Discussion

The following section provides an overview of our projects strengths and weaknesses including aspects of the project that were completed with Python code implementation and those that were explored theoretically. We trained decision tree and KNN models initially to attain a baseline accuracy, To interpret the data, we researched and implemented PCA and LDA (to compare and determine the utility of the results of our feature extractions) and also used edge detection on our data before feeding it into our respective models (KNN, decision tree). We further improved our accuracy by creating a 1-layer CNN model and then a pre-trained VGG-16 CNN model.

Strengths

One of our biggest strengths of this project was understanding the mathematics and theory behind the algorithms we used. Most of our group had little to no experience with Python and ML algorithms, so each algorithm had a learning curve. Specifically understanding the "black box" that the CNN uses proved to be challenging to grasp and explain. Since our pre-trained VGG-16 is also a CNN model, we had to be able to comprehend the black box to validate its accuracy and ensure the results we achieved were reliable.
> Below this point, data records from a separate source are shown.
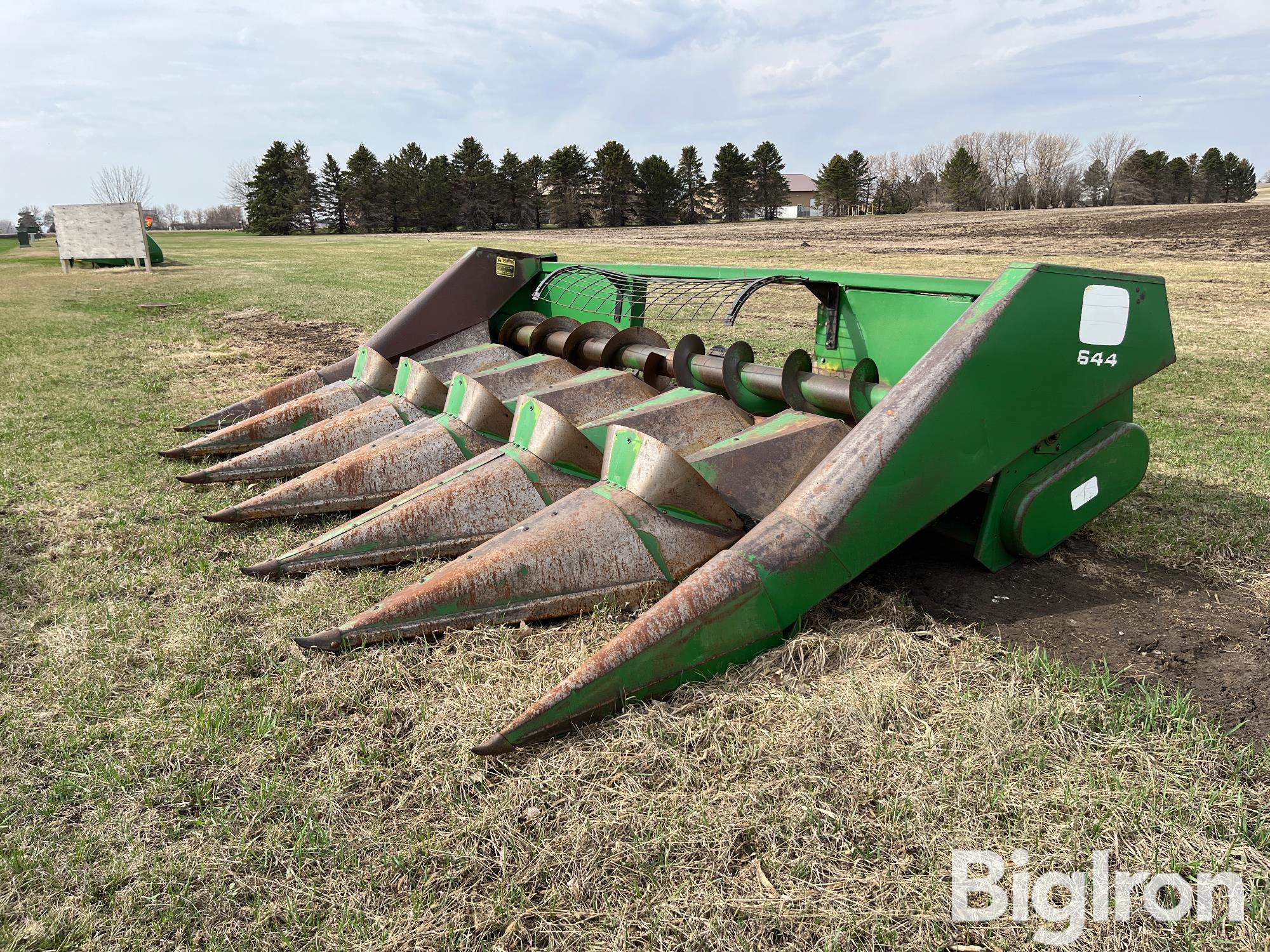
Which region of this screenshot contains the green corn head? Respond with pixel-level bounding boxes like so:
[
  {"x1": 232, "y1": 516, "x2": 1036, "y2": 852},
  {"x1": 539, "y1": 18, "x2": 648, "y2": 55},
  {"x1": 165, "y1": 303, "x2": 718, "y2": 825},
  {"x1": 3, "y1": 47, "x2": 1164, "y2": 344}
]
[{"x1": 164, "y1": 248, "x2": 1175, "y2": 754}]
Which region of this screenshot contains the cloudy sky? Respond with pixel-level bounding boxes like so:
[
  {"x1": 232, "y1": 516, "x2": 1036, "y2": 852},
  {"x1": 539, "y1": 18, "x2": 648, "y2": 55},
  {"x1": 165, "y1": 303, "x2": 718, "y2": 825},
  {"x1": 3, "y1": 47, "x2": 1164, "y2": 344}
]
[{"x1": 0, "y1": 0, "x2": 1270, "y2": 218}]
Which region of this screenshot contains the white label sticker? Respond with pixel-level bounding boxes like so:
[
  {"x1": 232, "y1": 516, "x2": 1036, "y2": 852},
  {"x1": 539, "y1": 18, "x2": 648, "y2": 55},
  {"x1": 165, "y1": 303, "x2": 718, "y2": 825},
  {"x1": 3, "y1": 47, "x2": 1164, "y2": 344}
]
[
  {"x1": 1072, "y1": 476, "x2": 1099, "y2": 513},
  {"x1": 1081, "y1": 284, "x2": 1129, "y2": 347}
]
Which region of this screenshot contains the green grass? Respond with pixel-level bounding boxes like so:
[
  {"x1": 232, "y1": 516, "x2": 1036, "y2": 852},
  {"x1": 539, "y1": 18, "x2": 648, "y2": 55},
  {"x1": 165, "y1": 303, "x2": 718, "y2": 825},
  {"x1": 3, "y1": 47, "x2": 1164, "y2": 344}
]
[{"x1": 0, "y1": 232, "x2": 1270, "y2": 949}]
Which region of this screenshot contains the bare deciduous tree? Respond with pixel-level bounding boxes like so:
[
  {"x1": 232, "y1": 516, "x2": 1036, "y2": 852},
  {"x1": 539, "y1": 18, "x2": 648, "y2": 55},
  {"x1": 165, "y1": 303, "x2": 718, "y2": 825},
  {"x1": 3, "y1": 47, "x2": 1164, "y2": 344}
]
[
  {"x1": 980, "y1": 132, "x2": 1033, "y2": 208},
  {"x1": 1027, "y1": 132, "x2": 1081, "y2": 208},
  {"x1": 93, "y1": 165, "x2": 150, "y2": 204},
  {"x1": 221, "y1": 159, "x2": 257, "y2": 208},
  {"x1": 1086, "y1": 132, "x2": 1142, "y2": 203}
]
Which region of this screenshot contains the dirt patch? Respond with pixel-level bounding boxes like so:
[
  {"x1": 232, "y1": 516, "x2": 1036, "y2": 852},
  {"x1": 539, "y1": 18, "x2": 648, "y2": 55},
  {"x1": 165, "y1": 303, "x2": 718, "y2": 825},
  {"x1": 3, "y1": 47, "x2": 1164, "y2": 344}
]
[
  {"x1": 444, "y1": 202, "x2": 1270, "y2": 261},
  {"x1": 211, "y1": 307, "x2": 366, "y2": 378},
  {"x1": 866, "y1": 538, "x2": 1270, "y2": 740}
]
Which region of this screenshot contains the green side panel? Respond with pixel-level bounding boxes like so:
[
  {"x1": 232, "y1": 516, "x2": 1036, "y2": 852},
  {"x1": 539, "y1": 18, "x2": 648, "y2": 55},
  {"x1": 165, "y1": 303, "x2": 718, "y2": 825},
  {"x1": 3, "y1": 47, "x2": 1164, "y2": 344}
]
[
  {"x1": 579, "y1": 387, "x2": 700, "y2": 449},
  {"x1": 353, "y1": 345, "x2": 371, "y2": 383},
  {"x1": 83, "y1": 232, "x2": 163, "y2": 268},
  {"x1": 1001, "y1": 421, "x2": 1151, "y2": 557},
  {"x1": 389, "y1": 360, "x2": 419, "y2": 397},
  {"x1": 815, "y1": 289, "x2": 974, "y2": 386}
]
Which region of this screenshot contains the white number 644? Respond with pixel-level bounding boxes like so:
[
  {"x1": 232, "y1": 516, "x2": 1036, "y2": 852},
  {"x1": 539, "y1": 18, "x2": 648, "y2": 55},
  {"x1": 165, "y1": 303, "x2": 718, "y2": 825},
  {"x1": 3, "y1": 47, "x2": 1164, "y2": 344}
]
[{"x1": 1076, "y1": 350, "x2": 1115, "y2": 367}]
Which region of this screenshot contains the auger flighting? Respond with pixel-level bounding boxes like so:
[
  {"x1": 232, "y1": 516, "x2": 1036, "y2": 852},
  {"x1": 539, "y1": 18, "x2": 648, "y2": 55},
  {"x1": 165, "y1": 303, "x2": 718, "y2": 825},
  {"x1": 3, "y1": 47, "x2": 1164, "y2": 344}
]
[{"x1": 165, "y1": 248, "x2": 1173, "y2": 754}]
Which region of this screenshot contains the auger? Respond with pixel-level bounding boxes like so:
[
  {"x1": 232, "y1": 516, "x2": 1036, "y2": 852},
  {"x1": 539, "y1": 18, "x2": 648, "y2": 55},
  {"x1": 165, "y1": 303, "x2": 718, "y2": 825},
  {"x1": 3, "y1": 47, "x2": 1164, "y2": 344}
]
[{"x1": 164, "y1": 249, "x2": 1175, "y2": 754}]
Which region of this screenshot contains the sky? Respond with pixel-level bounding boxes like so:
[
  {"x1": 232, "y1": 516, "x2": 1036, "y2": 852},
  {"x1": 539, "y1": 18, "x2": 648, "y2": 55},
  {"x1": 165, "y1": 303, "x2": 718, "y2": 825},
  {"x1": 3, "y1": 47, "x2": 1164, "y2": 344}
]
[{"x1": 0, "y1": 0, "x2": 1270, "y2": 220}]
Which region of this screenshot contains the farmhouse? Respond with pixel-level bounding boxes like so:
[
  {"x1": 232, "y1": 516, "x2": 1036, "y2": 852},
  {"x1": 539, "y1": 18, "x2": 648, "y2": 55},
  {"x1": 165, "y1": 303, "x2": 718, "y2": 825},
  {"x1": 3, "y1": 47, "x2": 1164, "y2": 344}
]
[
  {"x1": 777, "y1": 171, "x2": 820, "y2": 218},
  {"x1": 751, "y1": 171, "x2": 823, "y2": 218}
]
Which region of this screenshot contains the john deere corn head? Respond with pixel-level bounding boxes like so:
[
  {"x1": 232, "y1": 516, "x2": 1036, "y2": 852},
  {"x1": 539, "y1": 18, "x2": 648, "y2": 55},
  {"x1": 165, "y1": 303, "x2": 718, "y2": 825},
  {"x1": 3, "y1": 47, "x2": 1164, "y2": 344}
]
[{"x1": 164, "y1": 248, "x2": 1173, "y2": 754}]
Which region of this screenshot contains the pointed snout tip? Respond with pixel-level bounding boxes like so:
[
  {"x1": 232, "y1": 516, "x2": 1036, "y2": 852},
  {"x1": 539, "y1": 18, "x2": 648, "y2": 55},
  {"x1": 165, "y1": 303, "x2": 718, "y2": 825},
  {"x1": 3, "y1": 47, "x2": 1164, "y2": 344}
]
[
  {"x1": 472, "y1": 732, "x2": 516, "y2": 757},
  {"x1": 295, "y1": 628, "x2": 344, "y2": 652},
  {"x1": 239, "y1": 559, "x2": 282, "y2": 579}
]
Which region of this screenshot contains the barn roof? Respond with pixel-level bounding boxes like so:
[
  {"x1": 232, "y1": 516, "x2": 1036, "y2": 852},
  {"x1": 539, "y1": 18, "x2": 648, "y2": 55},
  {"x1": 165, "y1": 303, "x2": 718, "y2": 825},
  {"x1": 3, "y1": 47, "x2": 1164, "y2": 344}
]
[{"x1": 785, "y1": 171, "x2": 819, "y2": 192}]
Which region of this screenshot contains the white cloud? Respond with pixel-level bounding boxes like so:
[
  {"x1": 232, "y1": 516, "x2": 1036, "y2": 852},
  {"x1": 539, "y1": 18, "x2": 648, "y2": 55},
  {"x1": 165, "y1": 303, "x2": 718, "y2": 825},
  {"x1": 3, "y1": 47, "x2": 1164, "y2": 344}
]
[{"x1": 0, "y1": 0, "x2": 1270, "y2": 215}]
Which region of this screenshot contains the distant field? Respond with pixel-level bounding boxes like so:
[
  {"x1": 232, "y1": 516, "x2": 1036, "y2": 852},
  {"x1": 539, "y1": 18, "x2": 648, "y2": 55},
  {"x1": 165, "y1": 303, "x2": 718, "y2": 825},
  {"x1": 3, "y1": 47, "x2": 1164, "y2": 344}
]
[{"x1": 0, "y1": 203, "x2": 1270, "y2": 949}]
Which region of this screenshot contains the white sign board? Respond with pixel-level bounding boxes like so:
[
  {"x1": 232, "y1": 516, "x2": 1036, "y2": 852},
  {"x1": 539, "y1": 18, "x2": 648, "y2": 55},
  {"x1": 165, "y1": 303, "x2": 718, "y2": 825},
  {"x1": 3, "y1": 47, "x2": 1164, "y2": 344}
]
[{"x1": 53, "y1": 202, "x2": 150, "y2": 272}]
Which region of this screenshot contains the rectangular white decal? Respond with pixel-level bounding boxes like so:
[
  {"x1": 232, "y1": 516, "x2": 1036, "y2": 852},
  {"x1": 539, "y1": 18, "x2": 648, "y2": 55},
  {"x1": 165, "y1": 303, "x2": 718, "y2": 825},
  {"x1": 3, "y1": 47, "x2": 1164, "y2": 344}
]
[
  {"x1": 1081, "y1": 284, "x2": 1129, "y2": 347},
  {"x1": 1072, "y1": 476, "x2": 1099, "y2": 513}
]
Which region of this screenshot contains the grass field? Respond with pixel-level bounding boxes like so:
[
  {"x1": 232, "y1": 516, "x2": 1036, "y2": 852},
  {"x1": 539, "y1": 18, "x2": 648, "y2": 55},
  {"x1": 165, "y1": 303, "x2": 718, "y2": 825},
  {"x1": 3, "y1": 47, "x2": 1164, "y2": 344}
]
[{"x1": 0, "y1": 211, "x2": 1270, "y2": 949}]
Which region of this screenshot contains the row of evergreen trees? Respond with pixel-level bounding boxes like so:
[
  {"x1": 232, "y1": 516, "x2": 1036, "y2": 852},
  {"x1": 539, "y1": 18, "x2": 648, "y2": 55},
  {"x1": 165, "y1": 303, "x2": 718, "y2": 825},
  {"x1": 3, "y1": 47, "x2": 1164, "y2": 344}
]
[
  {"x1": 246, "y1": 137, "x2": 787, "y2": 235},
  {"x1": 939, "y1": 147, "x2": 1257, "y2": 211}
]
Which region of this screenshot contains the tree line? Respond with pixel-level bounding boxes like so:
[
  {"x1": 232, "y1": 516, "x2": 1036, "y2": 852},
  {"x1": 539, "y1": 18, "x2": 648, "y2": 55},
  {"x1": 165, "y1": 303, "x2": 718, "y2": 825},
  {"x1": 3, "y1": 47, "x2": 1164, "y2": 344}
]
[
  {"x1": 817, "y1": 132, "x2": 1256, "y2": 216},
  {"x1": 243, "y1": 136, "x2": 787, "y2": 235}
]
Another challenge we ran into was running the PCA model to extract meaningful features that contributed to classification of our cat and dog images. Initially we created a PCA model without using any processing techniques on the images to see if colored images assisted in classification. However, our initial PCA revealed some issues and we realized that we were plotting on the axis of greatest variability rather than axis of classification. This was not meaningful since the classification of images was based on reviewing each image holistically rather than as individual pixel contributions. To overcome this issue, we researched the use of supervised PCA and LDA. To learn more about the supervised PCA algorithm, we referred to the research paper Supervised Principal Component Analysis Via Manifold Optimization. We implemented the LDA algorithm in Python and our results are displayed on the "Gray Pixel Values as Features" and "Edge Extraction" under "Feature Extraction." To effectively utilize PCA and LDA, we used feature extraction (gray-scale pixel, edge, and object extraction) to process the images and then feed them into our PCA and LDA algorithms. This allowed us to determine if the extraction process could be used effectively to help classifying cat and dog images. Please see the page "Gray Pixel Values as Features" for a more in-depth explanation of the extraction methods.

Weaknesses

The most prominent obstacle we ran into during this project that we were unable to fully overcome was access to computational power. Since our data included 25,000 images, each 200x200x3 pixels, image processing and running machine learning models on this data required more computational power than we had available to us locally or on Google Cloud. Furthermore, if our code was inefficient in running these models or processing data, the code would take large spans of time to run or we would run out of memory before it could finish. While we could and did run on smaller subsets of data, the results from these subsets were not always an accurate representation of the population because the subsets would sometimes have less variability within themselves.

Our baseline algorithms (KNN and decision tree with and without edge extraction) had accuracies close to 50-60%, which signifies that the algorithms did not learn much and were essentially guessing at the classes that each image belonged under.

When running the extraction algorithms, we ran into other various issues. For instance, performing edge extraction by hand requires a predetermined kernel size which cannot be extrapolated and remain accurate for all subsets of data since each subset may contain different types of images (e.g. images with a single cat against a noisy background vs images with a cat against a plain background). Performing object extraction needs contour mapping and area thresholding, but since our images had a considerable amount of noise within their backgrounds, we didn't have the computational power to fully execute this algorithm. As mentioned before, the vast variety of images (e.g. images with a single cat vs multiple cats, images with a human holding the cat vs the cat alone, images with plain backgrounds vs backgrounds with other objects) meant that our models had to account for each of these scenarios without having any foresight to recognize what cats and dogs looked like first.

Future Improvements

Many of our algorithms could be refined further given more bandwidth to work on the project and computational power. The University of Michigan has a resource campus computing cluster called Great Lakes and typically is used to provide for research needs. They have a much better GPU and larger memory which would help us run our models with large datasets. This would also aid us in processing our images before feeding them into our algorithms and will help us achieve more accurate results. On that note, we could also explore other pre-trained models with the ResNet dataset or other similar datasets to compare results and extract features from the images. If we had the chance to improve our project further, we would continue our research with object extraction and using this extraction in tandem with other models. As mentioned in the "Weaknesses" section above each extraction method we used had its own set of pros and cons, many of which come from the dataset containing a variety of types of images. Using pre-trained datasets or creating a dataset with "headshots" of cats and dogs to initially train our model on may help us refine our extractions methods and make them more robust.